According to an economist from Goldman Sachs, the price of Brent crude oil is projected to continue climbing. The forecasts suggest it could average around $105 per barrel in March and rise to $115 in April, before potentially dropping to $80 per barrel by the last quarter of 2026. This comes amid significantly reduced crude oil shipments through the Strait of Hormuz, which have hit particularly low levels over the past six weeks.
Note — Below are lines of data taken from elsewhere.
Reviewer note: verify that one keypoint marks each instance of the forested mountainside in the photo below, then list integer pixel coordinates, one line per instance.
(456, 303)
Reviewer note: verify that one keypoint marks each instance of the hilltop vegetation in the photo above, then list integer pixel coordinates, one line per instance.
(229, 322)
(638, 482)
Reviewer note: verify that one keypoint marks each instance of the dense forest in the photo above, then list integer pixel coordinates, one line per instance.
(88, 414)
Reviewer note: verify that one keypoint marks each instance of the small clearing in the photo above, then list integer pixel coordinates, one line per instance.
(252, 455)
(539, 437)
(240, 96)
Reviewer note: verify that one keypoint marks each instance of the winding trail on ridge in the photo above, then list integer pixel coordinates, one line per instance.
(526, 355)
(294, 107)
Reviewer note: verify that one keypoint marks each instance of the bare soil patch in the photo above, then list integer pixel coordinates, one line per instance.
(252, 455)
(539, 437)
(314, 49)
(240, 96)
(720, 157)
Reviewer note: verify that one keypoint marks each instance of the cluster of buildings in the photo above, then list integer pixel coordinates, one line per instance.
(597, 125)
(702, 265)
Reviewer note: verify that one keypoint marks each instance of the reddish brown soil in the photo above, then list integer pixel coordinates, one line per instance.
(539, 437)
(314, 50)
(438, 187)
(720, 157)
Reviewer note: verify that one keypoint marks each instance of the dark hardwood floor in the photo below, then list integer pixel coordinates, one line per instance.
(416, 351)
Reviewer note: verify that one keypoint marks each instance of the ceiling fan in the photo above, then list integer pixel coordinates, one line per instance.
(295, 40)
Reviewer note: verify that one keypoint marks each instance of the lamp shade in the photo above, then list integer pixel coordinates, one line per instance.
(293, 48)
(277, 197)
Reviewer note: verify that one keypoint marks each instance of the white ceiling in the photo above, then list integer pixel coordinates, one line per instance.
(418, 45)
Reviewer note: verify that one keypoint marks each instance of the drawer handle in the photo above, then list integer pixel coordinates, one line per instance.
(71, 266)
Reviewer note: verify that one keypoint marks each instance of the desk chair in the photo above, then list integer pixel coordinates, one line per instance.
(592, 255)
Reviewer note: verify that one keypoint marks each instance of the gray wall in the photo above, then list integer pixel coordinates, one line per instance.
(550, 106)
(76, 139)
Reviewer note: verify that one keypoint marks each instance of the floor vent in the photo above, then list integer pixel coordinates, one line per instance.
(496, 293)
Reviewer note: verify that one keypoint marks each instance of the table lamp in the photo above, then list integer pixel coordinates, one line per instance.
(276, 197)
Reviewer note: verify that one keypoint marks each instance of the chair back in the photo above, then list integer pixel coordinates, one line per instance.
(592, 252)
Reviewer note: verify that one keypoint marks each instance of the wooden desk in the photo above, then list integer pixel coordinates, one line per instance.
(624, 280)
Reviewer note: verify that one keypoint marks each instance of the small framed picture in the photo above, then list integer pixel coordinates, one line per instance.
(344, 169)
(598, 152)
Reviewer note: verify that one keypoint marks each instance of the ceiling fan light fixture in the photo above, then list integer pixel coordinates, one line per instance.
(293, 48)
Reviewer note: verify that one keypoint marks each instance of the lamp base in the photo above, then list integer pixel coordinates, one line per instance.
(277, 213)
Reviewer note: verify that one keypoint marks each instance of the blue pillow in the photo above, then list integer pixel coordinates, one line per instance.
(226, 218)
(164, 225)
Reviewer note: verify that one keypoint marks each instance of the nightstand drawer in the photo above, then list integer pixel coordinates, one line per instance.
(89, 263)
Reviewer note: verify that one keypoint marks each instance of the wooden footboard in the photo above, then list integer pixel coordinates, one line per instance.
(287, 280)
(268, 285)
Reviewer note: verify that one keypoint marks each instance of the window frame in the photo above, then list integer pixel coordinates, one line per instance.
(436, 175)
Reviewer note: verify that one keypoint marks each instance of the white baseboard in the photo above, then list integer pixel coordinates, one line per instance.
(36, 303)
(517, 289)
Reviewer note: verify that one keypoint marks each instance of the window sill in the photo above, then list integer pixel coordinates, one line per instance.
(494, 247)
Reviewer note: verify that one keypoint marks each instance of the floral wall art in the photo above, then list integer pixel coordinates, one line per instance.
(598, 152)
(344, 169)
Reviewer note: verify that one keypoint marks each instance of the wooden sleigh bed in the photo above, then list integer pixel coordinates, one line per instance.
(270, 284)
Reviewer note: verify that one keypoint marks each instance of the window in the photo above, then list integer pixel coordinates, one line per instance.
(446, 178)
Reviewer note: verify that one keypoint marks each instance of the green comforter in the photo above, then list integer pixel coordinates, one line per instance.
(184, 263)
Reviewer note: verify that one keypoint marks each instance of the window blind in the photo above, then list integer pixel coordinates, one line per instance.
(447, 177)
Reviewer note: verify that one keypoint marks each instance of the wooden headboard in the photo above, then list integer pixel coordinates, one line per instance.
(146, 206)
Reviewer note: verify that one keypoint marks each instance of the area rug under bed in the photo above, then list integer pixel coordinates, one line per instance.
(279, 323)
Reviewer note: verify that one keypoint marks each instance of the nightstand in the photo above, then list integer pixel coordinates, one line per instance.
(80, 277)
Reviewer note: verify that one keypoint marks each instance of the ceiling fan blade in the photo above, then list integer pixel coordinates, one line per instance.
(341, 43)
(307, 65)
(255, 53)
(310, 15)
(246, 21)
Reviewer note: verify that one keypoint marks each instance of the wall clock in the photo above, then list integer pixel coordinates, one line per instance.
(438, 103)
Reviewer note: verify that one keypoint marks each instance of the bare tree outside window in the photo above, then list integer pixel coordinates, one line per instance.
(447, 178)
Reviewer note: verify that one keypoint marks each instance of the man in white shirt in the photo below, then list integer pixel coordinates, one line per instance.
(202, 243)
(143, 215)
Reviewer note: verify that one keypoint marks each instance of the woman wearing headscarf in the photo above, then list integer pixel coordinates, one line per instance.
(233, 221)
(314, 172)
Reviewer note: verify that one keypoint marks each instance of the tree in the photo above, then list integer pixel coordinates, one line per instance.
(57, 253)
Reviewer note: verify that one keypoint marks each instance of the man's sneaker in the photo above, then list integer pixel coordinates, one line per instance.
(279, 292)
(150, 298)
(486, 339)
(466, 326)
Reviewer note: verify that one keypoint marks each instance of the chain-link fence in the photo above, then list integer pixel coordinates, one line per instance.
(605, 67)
In a scenario where oil flows are disrupted for ten weeks, prices could peak at $140 per barrel but would likely fall back to $100 by late 2026. If there are further disruptions coupled with infrastructure damage that hampers production, we might see prices soar to $160 per barrel, with predictions emerging that they’ll average at $115 in that same quarter.
Goldman Sachs noted, “Most of the war’s influence on U.S. inflation stemmed from soaring crude oil prices.” Typically, a 10% rise in oil prices leads to a 0.2 percentage point increase in headline PCE inflation and 0.04 points in core inflation, primarily due to rising transportation costs.
Energy Shortages in Asia Amid War Tensions
Furthermore, the conflict is heightening energy shortages in Asia, affecting countries like India and Japan. Goldman Sachs has also indicated that the war’s impact is expected to escalate energy-related costs across other sectors, influencing products like fertilizer, which may see price hikes due to export limitations from the Gulf. This is anticipated to increase food prices by about 1.5% this year, contributing an additional 0.1 percentage point to overall inflation.
There are also secondary repercussions. The overall inflation forecast could rise by 0.1 percentage points by late 2026 under the baseline scenario and possibly by 0.4 points in more adverse conditions. These developments are likely to push up the Federal Reserve’s preferred inflation gauge. As of January, the personal consumption expenditure (PCE) index saw a 2.8% increase overall, while core PCE—a metric that excludes the more volatile food and energy prices—rose by 3.1%. Both figures sit well above the Fed’s long-term target of 2% inflation, which explains the hesitation to lower interest rates during recent meetings.
Market Reactions to the Ongoing U.S.-Iran Tensions
As the conflict between the U.S. and Iran stretches beyond a month, market analysts are closely monitoring developments. Economists from Goldman Sachs, reflecting these trends, have adjusted their December 2026 PCE inflation estimates upward by 0.2 points to 3.1%. Under the reverse scenario, PCE inflation could peak at 4.6% in the spring, and stabilize at 3.6% by December. In a more extreme situation, inflation might reach 4.9%, remaining around 4% at year-end.
Additionally, Goldman Sachs has modified its forecasts for core PCE inflation. In the baseline scenario, a rate of 2.5% is expected by year-end, while in adverse conditions this could rise to 2.6% by December.
Potential Economic Growth and Recession Risks
Interestingly, despite these developments, Goldman Sachs believes the conflict is unlikely to cause a widespread global supply chain crisis. Still, they have lowered their economic growth forecast, predicting a GDP growth rate of 2.1% for the fourth quarter of 2026 under normal conditions, and even dropping to 1.9% in a worst-case scenario.
The probability of entering a recession has risen as well, now estimated at 30%, an increase of 5 percentage points. Even though there were two interest rate cuts in late 2026, forecasts remain unchanged. The Federal Reserve anticipates an uptick in the unemployment rate to approximately 4.6%, which is above the median expectation of 4.4% shared during their latest meeting.
Because of persistently high inflation expectations, the Fed has revised its estimates on maintaining interest rates steady this year, increasing the probability from 20% to 25%. Meanwhile, the chance of further rate cuts has been slightly reduced from 15% to 10%.